What do I take from all this? Two key things: the need for more professional practice to be brought more to the forefront of what we do, discuss and dedicate professional money develop towards. Secondly, the importance of continuing to develop a culture where open to learning conversations are part of how we operate, it's what we do. The challenge for me too is to demonstrate this as a leader by  modelling this.

Monday, August 12, 2013

Inequality in New Zealand

I have now been involved in teaching within the secondary school system for over 20 years. It is becoming increasingly apparent to me the emerging gulf between those on lower incomes and those very wealthy.

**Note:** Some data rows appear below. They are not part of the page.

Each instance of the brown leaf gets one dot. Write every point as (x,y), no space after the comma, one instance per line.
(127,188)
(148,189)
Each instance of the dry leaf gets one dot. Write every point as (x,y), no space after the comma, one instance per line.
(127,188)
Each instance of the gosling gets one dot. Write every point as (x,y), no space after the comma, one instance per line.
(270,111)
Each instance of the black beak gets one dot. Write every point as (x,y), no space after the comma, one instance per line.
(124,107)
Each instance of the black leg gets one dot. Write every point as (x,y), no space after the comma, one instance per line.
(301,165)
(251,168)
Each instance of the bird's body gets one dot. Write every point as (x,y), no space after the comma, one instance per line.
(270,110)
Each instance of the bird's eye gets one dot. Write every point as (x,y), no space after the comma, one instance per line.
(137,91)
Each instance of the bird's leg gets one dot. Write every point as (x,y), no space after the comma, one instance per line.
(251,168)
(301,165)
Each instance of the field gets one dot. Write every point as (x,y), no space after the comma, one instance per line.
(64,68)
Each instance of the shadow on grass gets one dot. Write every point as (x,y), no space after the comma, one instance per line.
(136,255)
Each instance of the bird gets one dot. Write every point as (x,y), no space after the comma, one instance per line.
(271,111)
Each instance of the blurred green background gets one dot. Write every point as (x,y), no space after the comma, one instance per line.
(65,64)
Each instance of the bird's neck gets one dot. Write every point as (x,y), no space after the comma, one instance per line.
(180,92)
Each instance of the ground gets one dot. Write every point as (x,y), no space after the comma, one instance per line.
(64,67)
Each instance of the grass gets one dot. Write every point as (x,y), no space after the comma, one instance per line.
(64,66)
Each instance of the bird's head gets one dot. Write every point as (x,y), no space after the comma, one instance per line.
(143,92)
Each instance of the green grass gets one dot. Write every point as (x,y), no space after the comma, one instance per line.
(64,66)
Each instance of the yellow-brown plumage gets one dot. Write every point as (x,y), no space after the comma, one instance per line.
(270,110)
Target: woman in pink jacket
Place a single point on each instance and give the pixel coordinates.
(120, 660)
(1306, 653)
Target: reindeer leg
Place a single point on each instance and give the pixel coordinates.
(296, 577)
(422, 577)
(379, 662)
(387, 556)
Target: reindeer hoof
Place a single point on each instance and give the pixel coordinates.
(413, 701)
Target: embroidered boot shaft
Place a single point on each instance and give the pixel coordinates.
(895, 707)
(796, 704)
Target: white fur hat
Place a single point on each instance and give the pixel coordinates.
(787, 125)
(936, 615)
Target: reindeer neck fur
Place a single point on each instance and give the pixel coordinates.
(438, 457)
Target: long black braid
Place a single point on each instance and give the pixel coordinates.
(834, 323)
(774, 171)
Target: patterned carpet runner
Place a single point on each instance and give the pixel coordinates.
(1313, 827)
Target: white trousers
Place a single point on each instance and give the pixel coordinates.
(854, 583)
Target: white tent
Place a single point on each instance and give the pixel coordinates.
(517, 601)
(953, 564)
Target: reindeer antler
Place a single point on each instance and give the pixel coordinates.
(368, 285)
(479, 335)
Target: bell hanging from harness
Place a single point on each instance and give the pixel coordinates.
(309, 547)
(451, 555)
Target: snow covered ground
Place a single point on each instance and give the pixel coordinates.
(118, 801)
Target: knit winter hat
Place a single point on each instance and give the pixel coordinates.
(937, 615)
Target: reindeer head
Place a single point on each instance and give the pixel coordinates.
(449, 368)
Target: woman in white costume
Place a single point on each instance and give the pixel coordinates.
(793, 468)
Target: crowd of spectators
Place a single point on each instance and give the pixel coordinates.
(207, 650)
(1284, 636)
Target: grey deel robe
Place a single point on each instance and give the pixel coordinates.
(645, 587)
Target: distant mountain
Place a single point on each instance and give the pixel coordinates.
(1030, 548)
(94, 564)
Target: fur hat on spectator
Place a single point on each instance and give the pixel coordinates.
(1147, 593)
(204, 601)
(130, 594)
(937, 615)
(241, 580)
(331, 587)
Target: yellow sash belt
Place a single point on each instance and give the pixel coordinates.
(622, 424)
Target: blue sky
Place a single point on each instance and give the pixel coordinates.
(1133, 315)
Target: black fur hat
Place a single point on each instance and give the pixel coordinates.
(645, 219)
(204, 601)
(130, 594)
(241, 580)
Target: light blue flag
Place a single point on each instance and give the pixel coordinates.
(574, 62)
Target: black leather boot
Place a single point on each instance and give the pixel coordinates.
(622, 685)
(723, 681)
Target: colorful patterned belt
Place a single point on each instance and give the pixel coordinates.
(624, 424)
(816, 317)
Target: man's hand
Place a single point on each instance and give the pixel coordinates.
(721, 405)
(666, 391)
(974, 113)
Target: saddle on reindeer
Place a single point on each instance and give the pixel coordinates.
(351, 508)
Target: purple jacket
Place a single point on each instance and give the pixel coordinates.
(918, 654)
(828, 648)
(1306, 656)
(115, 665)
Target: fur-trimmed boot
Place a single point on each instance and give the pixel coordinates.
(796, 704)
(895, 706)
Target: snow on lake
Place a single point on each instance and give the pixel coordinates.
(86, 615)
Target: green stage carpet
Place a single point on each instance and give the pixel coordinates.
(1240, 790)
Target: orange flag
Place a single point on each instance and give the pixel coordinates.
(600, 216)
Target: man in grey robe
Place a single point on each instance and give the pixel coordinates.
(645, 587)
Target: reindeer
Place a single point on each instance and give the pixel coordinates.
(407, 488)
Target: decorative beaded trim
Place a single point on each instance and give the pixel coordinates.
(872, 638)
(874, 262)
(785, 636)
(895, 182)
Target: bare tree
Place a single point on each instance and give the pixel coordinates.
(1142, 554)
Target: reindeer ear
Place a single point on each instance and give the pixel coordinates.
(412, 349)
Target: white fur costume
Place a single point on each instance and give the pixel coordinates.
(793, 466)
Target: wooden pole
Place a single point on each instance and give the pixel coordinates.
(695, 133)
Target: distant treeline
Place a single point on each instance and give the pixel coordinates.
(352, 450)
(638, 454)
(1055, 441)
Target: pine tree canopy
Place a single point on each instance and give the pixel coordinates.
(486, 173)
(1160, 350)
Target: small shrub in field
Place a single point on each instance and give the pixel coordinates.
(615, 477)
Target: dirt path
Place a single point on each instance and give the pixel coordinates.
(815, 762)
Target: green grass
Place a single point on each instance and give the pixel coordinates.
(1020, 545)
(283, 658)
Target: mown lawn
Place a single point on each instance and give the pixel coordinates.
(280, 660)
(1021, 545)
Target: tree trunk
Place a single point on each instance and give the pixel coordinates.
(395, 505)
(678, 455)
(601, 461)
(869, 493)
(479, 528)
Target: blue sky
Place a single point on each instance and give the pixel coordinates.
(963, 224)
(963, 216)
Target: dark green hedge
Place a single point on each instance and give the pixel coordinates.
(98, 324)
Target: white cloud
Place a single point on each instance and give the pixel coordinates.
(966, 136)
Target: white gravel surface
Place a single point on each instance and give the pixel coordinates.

I have witnessed student unable to attend trips or take up opportunities that others get purely because they can't afford it. I also know how many sacrifices some families make to enable their child to afford the schooling that should be of right, free. It is with a growing sense of injustice about this situation that has lead our school to be looking at ways to develop a sizeable fund to help those in need - so they don't miss out just because they are not able to afford it. We are hoping to develop a fund that businesses and alumni can feed into and that can support students to access opportunities they otherwise couldn't afford. Interestingly, a recent Ministry of Education circular stresses the fact that learning opportunities for students should not be withheld if students cannot afford to take them up (see circular here). I completely agree, yet the implications for schools and the current ways they operate, is significant. Of course this is all put forward without any significant funding changes by the Government.

I also, therefore look forward to reading my most recent purchase - Inequality in New Zealand edited by Max Rashbrooke. Robert Wade, an author of one of the chapters, discusses the rapid increase of wealth of the rich over the last 30 years and notes The sharp increase in income concentration at the top of national income distributions over recent decades should have prompted a … public debate about the question: ‘When are the rich too rich?’  He has a short interview here.

There is growing debate around inequality with respect to education and I look forward to being involved in these discussions and debates.